Le site atteindra une capacité de 23 mégawatts, ce qui représente une augmentation d’environ 50 % par rapport aux 40 mégawatts actuellement opérés en France. La mise en service est prévue pour 2027.
La Scandinavie, terre promise des data centers verts
L’implantation suédoise ne doit rien au hasard. La Scandinavie offre deux avantages structurels pour les opérateurs de centres de données : une énergie abondante issue de sources renouvelables — hydraulique, éolien, géothermie — et un climat naturellement propice au refroidissement des équipements, deux paramètres qui réduisent à la fois le coût d’exploitation et l’empreinte carbone. Le site sera alimenté à 100 % par des énergies renouvelables et équipé des puces Nvidia Vera Rubin, architecture de dernière génération qui place Mistral à l’avant-garde du calcul IA disponible en Europe.
Les industries européennes reconnaissent la nécessité d’un contrôle sécurisé des infrastructures qu’elles utilisent pour l’IA.
— Audrey Herblin-Stoop, directrice des affaires publiques, Mistral AI
Un modèle économique qui change d’échelle
Mistral AI avait levé 1,7 milliard d’euros en septembre 2025, doublant sa valorisation à 11,7 milliards d’euros. Arthur Mensch, son directeur général, a confirmé à Davos en janvier 2026 que la start-up visait à dépasser le milliard d’euros de revenus d’ici à la fin de l’année. Cet investissement en Suède s’inscrit dans cette trajectoire : les revenus commerciaux exigent une infrastructure à la hauteur des engagements pris auprès des clients entreprises.

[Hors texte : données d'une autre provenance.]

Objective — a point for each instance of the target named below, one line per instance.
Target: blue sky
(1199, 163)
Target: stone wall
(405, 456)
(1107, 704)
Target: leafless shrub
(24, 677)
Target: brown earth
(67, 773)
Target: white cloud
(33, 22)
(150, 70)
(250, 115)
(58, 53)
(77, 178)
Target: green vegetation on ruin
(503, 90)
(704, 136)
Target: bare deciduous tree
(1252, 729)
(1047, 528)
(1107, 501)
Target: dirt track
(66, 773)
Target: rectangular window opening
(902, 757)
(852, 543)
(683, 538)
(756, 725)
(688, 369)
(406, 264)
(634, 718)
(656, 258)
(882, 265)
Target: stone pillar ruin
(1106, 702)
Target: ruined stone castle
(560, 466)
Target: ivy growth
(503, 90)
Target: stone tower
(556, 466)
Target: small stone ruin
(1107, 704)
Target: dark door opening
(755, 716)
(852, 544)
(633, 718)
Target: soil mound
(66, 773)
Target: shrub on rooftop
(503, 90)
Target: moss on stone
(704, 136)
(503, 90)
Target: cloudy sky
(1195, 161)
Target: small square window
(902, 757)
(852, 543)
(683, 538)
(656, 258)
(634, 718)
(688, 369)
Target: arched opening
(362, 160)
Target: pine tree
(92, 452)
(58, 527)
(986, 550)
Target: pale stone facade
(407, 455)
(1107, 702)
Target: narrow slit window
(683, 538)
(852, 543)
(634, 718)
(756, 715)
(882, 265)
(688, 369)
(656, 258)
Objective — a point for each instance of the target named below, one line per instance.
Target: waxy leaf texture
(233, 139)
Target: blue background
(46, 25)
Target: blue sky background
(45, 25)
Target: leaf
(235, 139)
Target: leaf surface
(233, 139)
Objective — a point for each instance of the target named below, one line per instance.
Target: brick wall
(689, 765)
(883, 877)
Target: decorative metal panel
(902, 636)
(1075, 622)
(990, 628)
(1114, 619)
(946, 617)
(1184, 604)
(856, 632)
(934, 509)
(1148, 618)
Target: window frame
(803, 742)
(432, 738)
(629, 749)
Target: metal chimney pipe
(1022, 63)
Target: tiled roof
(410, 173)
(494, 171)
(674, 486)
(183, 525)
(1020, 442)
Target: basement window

Pour les groupes européens qui cherchent à déployer des solutions d’IA sans dépendre des géants américains — Microsoft Azure, Google Cloud, Amazon Web Services — ni des acteurs chinois, Mistral représente une alternative à la fois souveraine et compétitive. La question de l’autonomie technologique européenne, longtemps cantonnée aux discours institutionnels, trouve ici une réponse en acier scandinave.
La souveraineté numérique, au-delà du slogan
L’Union européenne a engagé plus de 20 milliards d’euros dans les infrastructures cloud, IA et supercalcul depuis 2022. Mais l’enjeu n’est pas seulement de financer : il est de disposer d’acteurs capables d’exploiter ces infrastructures avec des modèles de langage entraînés en Europe, sur des données européennes, dans le respect du RGPD. Mistral remplit aujourd’hui ces trois conditions, et son expansion en Suède consolide un écosystème qui n’existait pratiquement pas il y a trois ans.